Sir Andries Ferdinand Stockenström Maasdorp, KC (14 January 1847 – 18 March 1931) was chief justice of the Orange River Colony. He was knighted in 1904 as a Knight Bachelor.

==Early life and education==

Maasdorp was the second of the five sons of Gysbert Henry Maasdorp and his wife, Anna Maria Hartzenberg. His eldest brother, also Gysbert Henry Maasdorp, was member of the Cape legislative assembly for Graaff-Reinet and the third brother was Justice Christian Maasdorp. Maasdorp was educated at the grammar school at Graaff Reinet. In 1865, he was awarded a gold medal by the Cape board of examiners, for coming first in mathematics and classics in their examination. He subsequently studied at Graaff- Reinet College and at University College London, where he obtained a BA in 1869.

==Career==

In 1871, he was admitted to the Inner Temple as barrister, and from March 1872, practised at the Cape bar.
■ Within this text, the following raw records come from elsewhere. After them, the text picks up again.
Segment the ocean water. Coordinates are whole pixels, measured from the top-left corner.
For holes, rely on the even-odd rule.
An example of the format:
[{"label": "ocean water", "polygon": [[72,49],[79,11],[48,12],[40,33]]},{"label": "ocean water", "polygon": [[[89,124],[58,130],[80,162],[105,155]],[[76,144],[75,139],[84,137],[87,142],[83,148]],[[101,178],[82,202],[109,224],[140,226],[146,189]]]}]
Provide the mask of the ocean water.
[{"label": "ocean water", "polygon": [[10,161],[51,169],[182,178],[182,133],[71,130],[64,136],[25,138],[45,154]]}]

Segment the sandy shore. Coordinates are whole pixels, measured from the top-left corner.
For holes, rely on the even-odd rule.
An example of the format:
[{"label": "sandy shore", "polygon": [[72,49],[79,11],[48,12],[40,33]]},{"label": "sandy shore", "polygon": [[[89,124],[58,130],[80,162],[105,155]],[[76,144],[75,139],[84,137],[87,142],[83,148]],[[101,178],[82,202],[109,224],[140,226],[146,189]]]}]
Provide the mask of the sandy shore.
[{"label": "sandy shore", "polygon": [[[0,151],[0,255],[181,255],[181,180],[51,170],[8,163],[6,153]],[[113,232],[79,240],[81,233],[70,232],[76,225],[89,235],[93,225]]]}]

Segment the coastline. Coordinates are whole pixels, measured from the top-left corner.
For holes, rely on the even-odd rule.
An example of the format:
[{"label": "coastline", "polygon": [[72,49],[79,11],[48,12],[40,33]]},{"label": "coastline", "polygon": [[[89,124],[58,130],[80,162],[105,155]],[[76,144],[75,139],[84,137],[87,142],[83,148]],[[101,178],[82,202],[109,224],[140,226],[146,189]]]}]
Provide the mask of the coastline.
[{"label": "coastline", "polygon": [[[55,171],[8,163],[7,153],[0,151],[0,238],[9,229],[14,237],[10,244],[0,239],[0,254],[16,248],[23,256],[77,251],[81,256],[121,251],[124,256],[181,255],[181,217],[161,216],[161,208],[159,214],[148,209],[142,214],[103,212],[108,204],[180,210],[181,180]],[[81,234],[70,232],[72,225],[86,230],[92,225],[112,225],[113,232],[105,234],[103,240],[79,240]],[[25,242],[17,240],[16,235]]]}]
In 1890, he became a Queen's Counsel, then a King's Counsel upon the death of Queen Victoria in January 1901. In the late 1890s, he moved to Pretoria and practised at the Pretoria bar from 1897 until 1899. When a dispute arose between President Paul Kruger and Chief Justice John Gilbert Kotzé, Maasdorp sided with Kotzé. With the outbreak of the Second Anglo-Boer War, he returned to the Cape Colony and once again practised at Grahamstown.

In 1902, he became Chief Justice of the Orange River Colony and after South Africa became a Union, he became the Judge President of the Orange Free State Provincial Division of the Supreme Court of South Africa. He was knighted in 1904 and retired from the bench at the end of 1919.

==Personal life==

Maasdorp married Agnes Catherine Thomson Hayton in 1880 and they had three sons and two daughters.